There are *hints* of things, a sense of unease at points, for instance, but it really felt like he just threw all these brilliant physical phrases onstage and wait for things to coalesce in the viewer’s mind (I can’t believe I’m saying this but midway through FAR, I was yearning for some repetition).
For that much energy exploding onstage and that many wonderful bits of dancing, FAR was also just too cold.
And this is where the two other vital components come in: The much-vaunted LED lights of Lucy Carter and the much-vaunted musical score of Ben Frost.
I’m open to the idea that the frantic, the crazy nature of FAR’s dance elements would have been mesmerising had these two built up a world that befitted the experience. But unfortunately they didn’t.

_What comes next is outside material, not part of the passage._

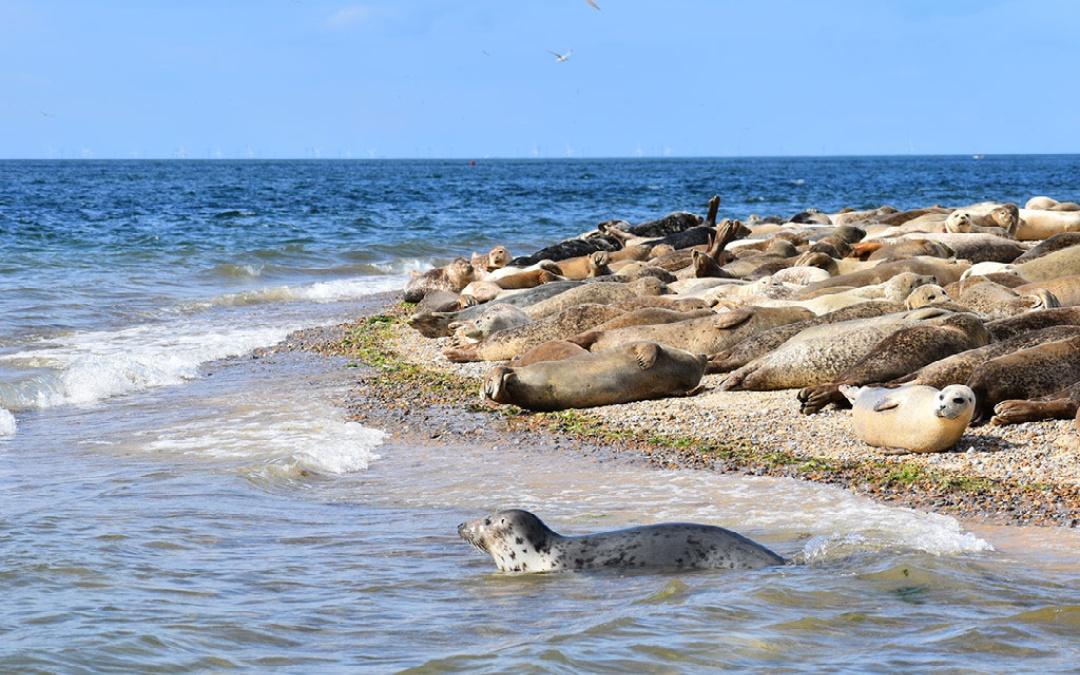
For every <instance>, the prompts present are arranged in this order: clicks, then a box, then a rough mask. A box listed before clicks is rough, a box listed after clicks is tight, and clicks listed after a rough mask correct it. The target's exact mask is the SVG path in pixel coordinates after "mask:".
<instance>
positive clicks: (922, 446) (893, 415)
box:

Frost’s music, though full of ideas, blipping one moment, chugging heavily on a guitar the next, was a sonic plateau with no peaks. Carter’s manipulation of the LED lights board offered promises — the numbers counting down, elsewhere the stage turning an ominous orange — but mostly those 3,200 lights just… shimmer. It was so meh it made ALPHA’s own light show look like it was in the throes of IPPT.
I like very much McGregor’s notion of a “cognitive” approach to appreciating choreography (perhaps there’s a link there to Merce Cunningham), but I did wish the door was opened slightly wider. Was it too obtuse? Was it *stubbornly* obtuse? I’m willing to catch up with his ideas, but for now, FAR was a disappointing peek inside Wayne’s World.